Background
Radiology is a critical yet challenging component of preclinical medical education, requiring students to synthesize complex anatomical, pathological, and imaging concepts. Large language models (LLMs), such as ChatGPT, have the potential to generate concise, high-yield study pearls tailored to radiology, bridging gaps in traditional teaching methods. This study aims to assess the feasibility of using LLMs to create radiology-specific study aids and to evaluate their perceived educational value among preclinical students and faculty. Objective: The study will explore whether LLM-generated radiology study pearls can effectively enhance preclinical learning. Feedback from medical students, preclinical educators, and clinical radiology faculty will be used to evaluate the clarity, accuracy, and relevance of the content.
Methods
Radiology topics relevant to preclinical education (e.g., imaging of pneumonia, fractures, and abdominal pathology) will be input into ChatGPT and other LLMs to generate study pearls. These pearls will undergo expert review by radiology faculty for accuracy. A survey will be distributed to three groups: preclinical students, preclinical educators, and radiology faculty.
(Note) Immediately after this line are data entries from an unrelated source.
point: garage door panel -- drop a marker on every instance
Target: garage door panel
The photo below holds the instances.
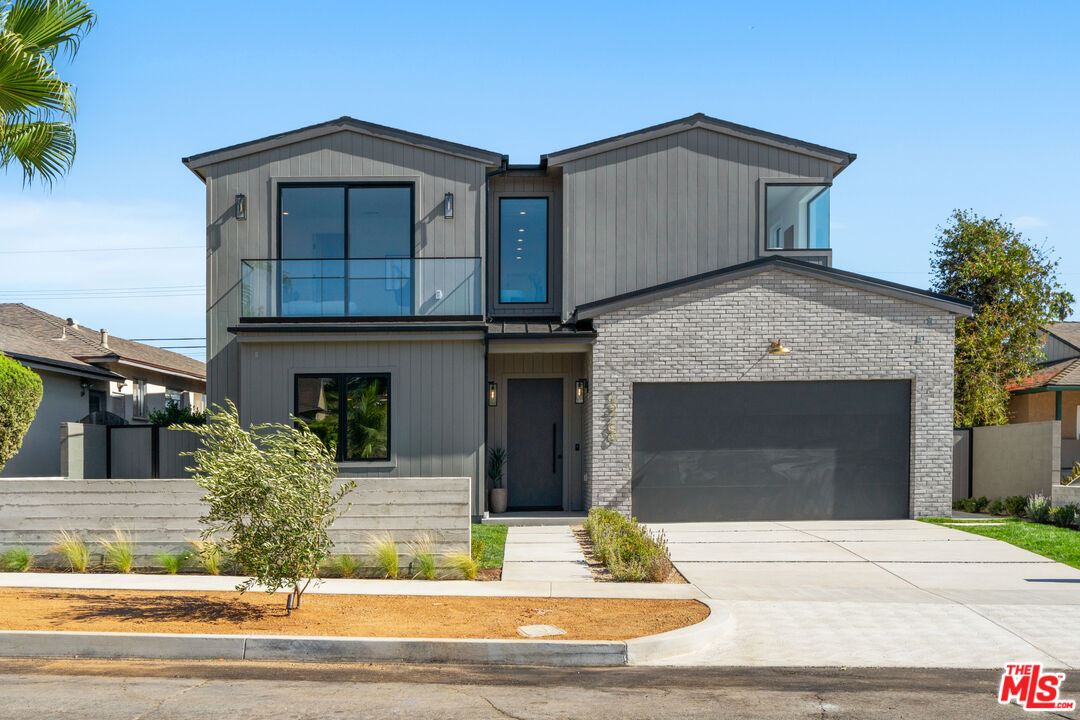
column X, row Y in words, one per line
column 767, row 451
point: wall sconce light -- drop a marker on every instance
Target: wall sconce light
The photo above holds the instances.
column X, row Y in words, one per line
column 779, row 348
column 580, row 390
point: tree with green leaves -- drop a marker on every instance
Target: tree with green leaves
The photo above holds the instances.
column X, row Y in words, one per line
column 1013, row 286
column 37, row 107
column 271, row 494
column 19, row 396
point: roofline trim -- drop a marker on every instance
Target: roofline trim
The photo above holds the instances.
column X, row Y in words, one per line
column 345, row 123
column 597, row 308
column 840, row 158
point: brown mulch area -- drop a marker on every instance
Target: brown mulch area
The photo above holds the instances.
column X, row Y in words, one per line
column 599, row 571
column 352, row 615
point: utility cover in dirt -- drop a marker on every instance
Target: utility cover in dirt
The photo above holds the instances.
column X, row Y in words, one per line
column 539, row 630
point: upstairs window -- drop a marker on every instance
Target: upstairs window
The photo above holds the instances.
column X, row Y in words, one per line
column 523, row 249
column 796, row 217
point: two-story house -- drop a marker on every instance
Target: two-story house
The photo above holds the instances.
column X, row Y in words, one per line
column 650, row 322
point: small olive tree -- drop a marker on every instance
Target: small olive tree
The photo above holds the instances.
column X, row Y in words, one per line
column 19, row 396
column 271, row 497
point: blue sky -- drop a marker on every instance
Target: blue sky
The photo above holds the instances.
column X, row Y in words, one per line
column 948, row 105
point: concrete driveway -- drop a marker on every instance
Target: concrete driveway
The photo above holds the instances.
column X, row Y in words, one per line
column 881, row 593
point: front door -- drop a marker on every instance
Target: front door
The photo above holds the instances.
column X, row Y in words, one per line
column 535, row 444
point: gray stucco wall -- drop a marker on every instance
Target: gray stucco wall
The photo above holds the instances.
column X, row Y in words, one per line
column 1016, row 460
column 164, row 514
column 436, row 395
column 63, row 401
column 721, row 334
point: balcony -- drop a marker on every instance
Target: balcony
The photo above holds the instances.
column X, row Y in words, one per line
column 362, row 287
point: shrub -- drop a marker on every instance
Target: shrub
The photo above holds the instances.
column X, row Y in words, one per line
column 270, row 494
column 466, row 564
column 1015, row 505
column 16, row 559
column 208, row 555
column 1064, row 516
column 422, row 551
column 72, row 549
column 629, row 551
column 385, row 555
column 119, row 552
column 19, row 396
column 171, row 562
column 1038, row 507
column 343, row 566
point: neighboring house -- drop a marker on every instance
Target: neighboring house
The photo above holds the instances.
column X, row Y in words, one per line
column 650, row 322
column 89, row 376
column 1053, row 392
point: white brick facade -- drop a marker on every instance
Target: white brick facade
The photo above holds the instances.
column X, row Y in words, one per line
column 721, row 334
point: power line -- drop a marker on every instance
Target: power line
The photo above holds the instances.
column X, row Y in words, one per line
column 104, row 249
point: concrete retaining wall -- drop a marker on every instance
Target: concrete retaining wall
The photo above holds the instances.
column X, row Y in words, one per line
column 1065, row 494
column 162, row 514
column 1016, row 460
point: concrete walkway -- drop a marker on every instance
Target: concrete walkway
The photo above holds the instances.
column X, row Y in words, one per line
column 549, row 553
column 883, row 594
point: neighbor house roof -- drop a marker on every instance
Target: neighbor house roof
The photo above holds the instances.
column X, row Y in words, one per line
column 838, row 158
column 341, row 124
column 937, row 300
column 32, row 333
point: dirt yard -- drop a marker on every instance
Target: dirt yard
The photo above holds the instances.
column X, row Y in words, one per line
column 355, row 615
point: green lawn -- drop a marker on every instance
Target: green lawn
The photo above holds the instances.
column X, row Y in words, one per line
column 495, row 540
column 1060, row 544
Participants will rate the LLM-generated content based on accuracy, educational utility, and clinical relevance using a Likert scale. Qualitative feedback will also be collected to refine future iterations.
Expected Outcomes
The study hypothesizes that LLM-generated radiology study pearls will be perceived as clear and useful by preclinical students and faculty, with radiology educators identifying areas for improvement. The findings are expected to guide the integration of AI-generated content into medical education.
Conclusions
While data collection is ongoing, this study aims to evaluate the potential of LLMs in generating radiology-focused study materials, offering insights into how AI tools can support medical education and bridge the gap between preclinical and clinical learning.